The cultivated person therefore nourishes and harmonizes the heart-mind, while at the same time moderating and restricting its whims. S/he cleanses herself of all that is “too much”, while saying “yes” to everything that is harmonious and in balance. Lofty balconies are too yang, cavernous halls are too yin, and both are thus far from the natural harmony that every thing and every creature between heaven and earth is imbued with. Therefore, the Sage practices non-doing, and strives for the center.
In matters of sexual union, therefore, stick to times when essence is abundant. For smell and taste, expose yourself to superior flavors. For your living space, seek harmony of yin and yang. For work, seek the middle ground between exhaustion and idleness. As for temperatures, stay with what is comfortable. With your eating habits, keep a balanced approach–don’t starve yourself, nor fill yourself to the brim. When maneuvering the impulsive ups and downs of your cravings and aversions, apply common sense. When choosing between action and non-action, surrender to the flow of fate (xingming). During impulsive outbursts of excitement or anger, keep as close as possible to a centered state.
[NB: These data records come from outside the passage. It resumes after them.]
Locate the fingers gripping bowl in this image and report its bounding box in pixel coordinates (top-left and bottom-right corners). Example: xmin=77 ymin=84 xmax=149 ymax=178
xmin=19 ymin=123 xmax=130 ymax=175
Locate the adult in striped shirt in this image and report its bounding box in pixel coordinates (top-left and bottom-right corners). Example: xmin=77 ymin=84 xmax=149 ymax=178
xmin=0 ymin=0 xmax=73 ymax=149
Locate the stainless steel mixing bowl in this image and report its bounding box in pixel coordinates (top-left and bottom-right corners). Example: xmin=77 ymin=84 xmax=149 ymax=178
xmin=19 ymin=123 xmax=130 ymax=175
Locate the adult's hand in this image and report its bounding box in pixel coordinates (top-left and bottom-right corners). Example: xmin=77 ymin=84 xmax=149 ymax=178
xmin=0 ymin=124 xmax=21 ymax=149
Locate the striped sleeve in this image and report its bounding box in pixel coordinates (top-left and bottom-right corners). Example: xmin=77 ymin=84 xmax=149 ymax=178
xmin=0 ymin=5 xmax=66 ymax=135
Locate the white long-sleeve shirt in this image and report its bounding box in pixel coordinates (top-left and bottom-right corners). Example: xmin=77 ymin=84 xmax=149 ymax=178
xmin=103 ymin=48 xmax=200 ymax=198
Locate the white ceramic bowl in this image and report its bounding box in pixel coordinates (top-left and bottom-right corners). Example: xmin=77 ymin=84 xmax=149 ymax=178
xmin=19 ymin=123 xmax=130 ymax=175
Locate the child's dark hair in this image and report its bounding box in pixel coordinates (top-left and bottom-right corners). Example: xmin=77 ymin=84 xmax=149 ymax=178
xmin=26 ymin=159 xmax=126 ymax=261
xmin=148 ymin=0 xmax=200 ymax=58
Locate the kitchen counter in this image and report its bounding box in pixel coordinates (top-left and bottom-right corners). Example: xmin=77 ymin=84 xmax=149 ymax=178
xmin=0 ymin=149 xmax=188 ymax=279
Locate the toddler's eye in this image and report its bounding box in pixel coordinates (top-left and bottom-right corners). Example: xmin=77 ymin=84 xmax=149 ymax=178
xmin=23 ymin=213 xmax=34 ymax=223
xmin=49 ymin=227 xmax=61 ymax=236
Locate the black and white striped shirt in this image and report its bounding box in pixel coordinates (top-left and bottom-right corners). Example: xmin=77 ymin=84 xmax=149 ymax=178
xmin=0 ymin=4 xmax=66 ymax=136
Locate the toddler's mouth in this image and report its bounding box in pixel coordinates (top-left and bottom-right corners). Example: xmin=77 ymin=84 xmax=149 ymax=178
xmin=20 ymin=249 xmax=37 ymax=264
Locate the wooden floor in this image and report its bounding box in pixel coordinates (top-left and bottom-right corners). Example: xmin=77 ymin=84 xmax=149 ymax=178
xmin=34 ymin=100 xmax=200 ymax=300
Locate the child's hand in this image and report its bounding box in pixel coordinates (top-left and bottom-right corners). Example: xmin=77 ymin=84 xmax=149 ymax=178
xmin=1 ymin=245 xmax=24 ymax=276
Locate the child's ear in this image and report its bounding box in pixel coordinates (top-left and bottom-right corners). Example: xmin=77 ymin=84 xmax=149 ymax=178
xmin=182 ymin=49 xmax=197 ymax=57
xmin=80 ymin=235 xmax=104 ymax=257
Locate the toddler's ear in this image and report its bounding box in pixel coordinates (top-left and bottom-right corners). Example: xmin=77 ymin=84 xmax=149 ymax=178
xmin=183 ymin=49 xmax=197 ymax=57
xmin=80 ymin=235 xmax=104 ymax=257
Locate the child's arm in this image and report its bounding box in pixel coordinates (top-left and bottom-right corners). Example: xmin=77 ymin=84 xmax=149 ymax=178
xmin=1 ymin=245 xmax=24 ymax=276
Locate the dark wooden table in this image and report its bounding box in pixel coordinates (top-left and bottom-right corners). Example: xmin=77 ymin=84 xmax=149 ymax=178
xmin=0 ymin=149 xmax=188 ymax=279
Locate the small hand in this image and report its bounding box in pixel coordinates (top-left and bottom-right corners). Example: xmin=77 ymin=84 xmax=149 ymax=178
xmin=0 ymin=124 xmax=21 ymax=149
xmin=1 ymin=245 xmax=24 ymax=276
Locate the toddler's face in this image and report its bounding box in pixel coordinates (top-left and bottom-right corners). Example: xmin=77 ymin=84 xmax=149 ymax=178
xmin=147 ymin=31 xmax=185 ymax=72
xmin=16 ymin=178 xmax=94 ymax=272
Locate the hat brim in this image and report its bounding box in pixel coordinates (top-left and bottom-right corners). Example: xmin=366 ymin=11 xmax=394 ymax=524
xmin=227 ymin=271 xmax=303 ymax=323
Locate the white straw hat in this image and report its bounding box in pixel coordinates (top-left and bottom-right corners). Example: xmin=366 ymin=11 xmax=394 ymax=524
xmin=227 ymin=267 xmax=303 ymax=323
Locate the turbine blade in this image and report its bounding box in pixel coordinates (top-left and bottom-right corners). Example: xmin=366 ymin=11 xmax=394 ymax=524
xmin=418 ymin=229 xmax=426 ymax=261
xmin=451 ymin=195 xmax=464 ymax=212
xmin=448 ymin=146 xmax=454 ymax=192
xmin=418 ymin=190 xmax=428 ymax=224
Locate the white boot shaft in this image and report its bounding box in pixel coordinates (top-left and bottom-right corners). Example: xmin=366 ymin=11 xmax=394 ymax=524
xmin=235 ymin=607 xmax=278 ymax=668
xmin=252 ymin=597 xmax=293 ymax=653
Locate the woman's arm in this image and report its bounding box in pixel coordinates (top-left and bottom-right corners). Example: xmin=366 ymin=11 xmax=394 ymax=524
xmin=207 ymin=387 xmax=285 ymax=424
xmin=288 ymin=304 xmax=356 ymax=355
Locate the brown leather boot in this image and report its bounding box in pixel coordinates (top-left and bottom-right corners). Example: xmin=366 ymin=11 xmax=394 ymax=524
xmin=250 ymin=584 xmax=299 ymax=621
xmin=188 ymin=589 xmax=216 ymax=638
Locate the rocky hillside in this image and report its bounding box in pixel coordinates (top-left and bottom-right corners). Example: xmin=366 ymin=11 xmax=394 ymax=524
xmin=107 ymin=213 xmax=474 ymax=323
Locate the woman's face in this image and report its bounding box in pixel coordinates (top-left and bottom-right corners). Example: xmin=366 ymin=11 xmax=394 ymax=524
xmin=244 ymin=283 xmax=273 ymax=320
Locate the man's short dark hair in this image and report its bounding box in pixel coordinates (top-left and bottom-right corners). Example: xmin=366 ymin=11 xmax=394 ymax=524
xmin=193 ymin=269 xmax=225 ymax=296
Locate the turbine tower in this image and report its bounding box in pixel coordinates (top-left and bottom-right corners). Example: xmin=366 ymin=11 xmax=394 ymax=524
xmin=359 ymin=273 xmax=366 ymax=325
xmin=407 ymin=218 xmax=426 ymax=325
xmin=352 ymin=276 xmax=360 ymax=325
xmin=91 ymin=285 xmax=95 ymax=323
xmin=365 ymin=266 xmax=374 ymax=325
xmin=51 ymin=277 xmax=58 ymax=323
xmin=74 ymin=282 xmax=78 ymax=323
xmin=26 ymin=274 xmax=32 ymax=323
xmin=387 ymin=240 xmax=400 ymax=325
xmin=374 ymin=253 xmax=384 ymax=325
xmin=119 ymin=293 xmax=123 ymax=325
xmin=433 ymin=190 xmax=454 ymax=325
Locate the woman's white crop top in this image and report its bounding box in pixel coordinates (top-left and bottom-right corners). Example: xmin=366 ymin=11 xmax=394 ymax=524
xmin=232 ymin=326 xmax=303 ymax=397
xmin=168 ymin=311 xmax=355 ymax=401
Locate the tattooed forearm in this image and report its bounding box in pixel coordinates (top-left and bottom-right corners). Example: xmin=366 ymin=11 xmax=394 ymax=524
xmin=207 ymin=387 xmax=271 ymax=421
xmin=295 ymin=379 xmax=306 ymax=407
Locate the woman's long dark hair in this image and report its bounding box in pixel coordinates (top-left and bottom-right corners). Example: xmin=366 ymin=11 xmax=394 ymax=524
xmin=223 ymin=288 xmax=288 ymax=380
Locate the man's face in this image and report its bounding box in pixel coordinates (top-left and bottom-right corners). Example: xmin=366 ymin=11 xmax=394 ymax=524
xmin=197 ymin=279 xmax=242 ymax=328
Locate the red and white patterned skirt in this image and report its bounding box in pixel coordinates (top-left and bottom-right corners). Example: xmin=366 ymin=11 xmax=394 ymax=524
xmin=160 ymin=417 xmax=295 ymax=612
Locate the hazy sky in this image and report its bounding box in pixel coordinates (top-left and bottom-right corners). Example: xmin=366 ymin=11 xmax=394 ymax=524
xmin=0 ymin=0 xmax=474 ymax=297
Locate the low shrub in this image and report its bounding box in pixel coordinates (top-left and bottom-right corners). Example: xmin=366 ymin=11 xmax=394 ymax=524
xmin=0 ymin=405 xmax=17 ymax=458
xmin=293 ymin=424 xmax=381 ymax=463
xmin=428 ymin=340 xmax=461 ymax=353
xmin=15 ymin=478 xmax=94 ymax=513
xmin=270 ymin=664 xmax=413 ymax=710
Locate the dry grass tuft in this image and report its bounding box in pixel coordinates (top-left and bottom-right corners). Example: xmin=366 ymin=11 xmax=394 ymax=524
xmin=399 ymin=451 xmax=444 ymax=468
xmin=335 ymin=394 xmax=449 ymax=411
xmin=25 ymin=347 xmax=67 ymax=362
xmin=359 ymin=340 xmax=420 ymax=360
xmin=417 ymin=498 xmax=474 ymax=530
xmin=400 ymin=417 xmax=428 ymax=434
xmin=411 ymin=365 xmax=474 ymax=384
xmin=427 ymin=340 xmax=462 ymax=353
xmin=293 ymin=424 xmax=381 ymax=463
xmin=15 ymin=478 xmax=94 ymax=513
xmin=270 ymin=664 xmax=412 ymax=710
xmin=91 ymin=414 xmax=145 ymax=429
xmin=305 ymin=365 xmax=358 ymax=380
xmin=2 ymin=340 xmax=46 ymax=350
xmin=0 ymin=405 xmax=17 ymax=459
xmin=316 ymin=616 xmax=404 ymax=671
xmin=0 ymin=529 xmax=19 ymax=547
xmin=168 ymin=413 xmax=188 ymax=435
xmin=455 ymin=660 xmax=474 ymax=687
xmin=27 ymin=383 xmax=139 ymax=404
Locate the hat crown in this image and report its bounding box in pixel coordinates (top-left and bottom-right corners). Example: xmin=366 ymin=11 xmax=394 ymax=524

When feeling depression and anxiety, return to balance as quickly as you can.
If we can make this centered, equitable state our reality, we have achieved the ideal situation of a balanced life expressed by Hexagram 11, Tai: the harmonious union of Heaven and Earth. If we live in this state, our lifespan will be drawn out and become longer. If we do not live in that state, our lifespan will be injured and become shorter.
The potential for a long or a short life is granted each human being by Heaven. Therefore, our allotted lifespan can be long or short, and in the process of nourishing it we can gain or lose time. If we want our life to extend it to its utmost potential, know that great similars do correspond, and cannot be separated from each other. Therefore, “shou” really means “chou”—to correspond, to resonate. Although there are many humans in the world, each and every one of us corresponds most closely to those who gave birth to us. In similar fashion, a long or a short life is directly related to one’s own actions. The path of action that can endure for a long time, that person’s lifespan corresponds to a long road. The path of action that cannot endure for a long time, that person’s lifespan corresponds to a road that will not be long. The situation of long or not long, therefore, corresponds directly to one’s conduct in life.
It can therefore be said that every one of our actions has the potential to increase or decrease our allotted lifespan. If one’s conduct is dissolute yet one still happens to live long, then this is simply because fate (ming) came to the rescue. If one’s conduct is exemplary yet one’s life still ends up being short, then one’s personal fate did decrease it. In any case, we should never use the fact that Heaven can increase or decrease our lifespan to doubt somebody’s actions—otherwise this would be the ultimate confusion!
In sum, it can be said that there are situations when Heaven grants us a long life and our behavior injures this potential; this is to damage longevity. On the other hand, there are situations when Heaven endows us with a short lifespan, yet we manage to diligently nourish it and thereby extend it; this is to increase shortage.